The strategy’s reliance on ‘a robust constellation of allies and partners’ stands in stark, and ironic, contrast to Trump’s ambiguity about multinational arrangements—as evidenced in his contrary approach to Israeli–Palestinian peace negotiations, his withdrawal from the Paris climate agreement and his reluctance to continue with the Iranian nuclear deal.

Moreover, the Europeans don’t see China in the same menacing terms. Visiting China, UK Prime Minister Theresa May said she was pleased ‘to take further forward the global strategic partnership that we have established’. Shortly before that, French President Emmanuel Macron’s visit to China evinced no concerns about China as a military threat or a dangerous revisionist power. Mutual trade was his priority.

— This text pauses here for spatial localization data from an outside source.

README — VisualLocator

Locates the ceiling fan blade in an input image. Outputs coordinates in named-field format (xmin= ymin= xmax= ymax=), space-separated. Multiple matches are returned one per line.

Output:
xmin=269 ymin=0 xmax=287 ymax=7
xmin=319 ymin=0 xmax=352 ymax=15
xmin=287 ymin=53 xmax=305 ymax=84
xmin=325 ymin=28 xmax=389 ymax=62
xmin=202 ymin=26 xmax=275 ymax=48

Although the European Union will potentially derive great benefits from lying at the western terminus of the Belt and Road Initiative (BRI), issues of transparency and sustainability standards are still impediments to major EU direct involvement. There are also concerns about China’s perceived influence on EU members through its foreign direct investment in Europe, which increased to €35 billion in 2016 (up 77% from 2015). Those concerns have recently led to proposals for closer analysis of strategic acquisitions by China.

Nevertheless, after considering the European Commission’s ‘Elements for a new EU strategy on China’, the Council of the European Union stated that it welcomed opportunities to work with China ‘to promote global public goods, sustainable development and international security, and to address global and regional challenges within the multilateral system’. In addition, the council ‘expects the EU’s relationship with China to be one of reciprocal benefit in all respects’. It also anticipates ‘China’s constructive and active participation in providing security as a global public good’.

Strategic assessments need to be accurate, comprehensive, objective, balanced and useful. When they are, their judgements will be shared by all informed observers. The concepts and language employed can predetermine the outcome of the debate over policy options. In matters of strategic and defence policy, the consequences can be serious. It’s certainly not the case that the ‘great strength’ of the strategy ‘is the realistic geopolitical picture it paints of the world’.

China is a large, established, internationally recognised state and a permanent member of the Security Council. It’s a revisionist power. The establishment of the Asian Infrastructure Investment Bank, the New Development Bank and the BRI shows that China is trying to reshape some international institutions and trade patterns. A senior industry figure at the latest Davos gathering predicted that the BRI ‘is going to be the new WTO’. This trend cannot be changed.

Communist, atheist China and oligarchic, orthodox Russia don’t share ‘an authoritarian model’, and their political economies and foreign policy approaches are fundamentally different. Yes, domestically their regimes are oppressive and neither government privileges the same democratic freedoms, or civil and human rights, that are generally guaranteed in Western polities. However, across the world, China is viewed more favourably than the U.S., and its now substantial development aid has clear beneficial effects in participating nations. The U.S. approach to foreign aid seems far less neutral.

The reality of China’s international engagement with the world doesn’t conform with the strategy’s ominous account, and its presentation of prevailing global dynamics is deeply inadequate. The document’s adversarial and confrontational tone, bristling with umbrage at lost privilege, and lamenting that the U.S. no longer enjoys ‘uncontested or dominant superiority in every operating domain’, is as disturbing as it is unhelpful.

Australia needs its own clear-eyed and realistic appreciation of this complex, nuanced and evolving world.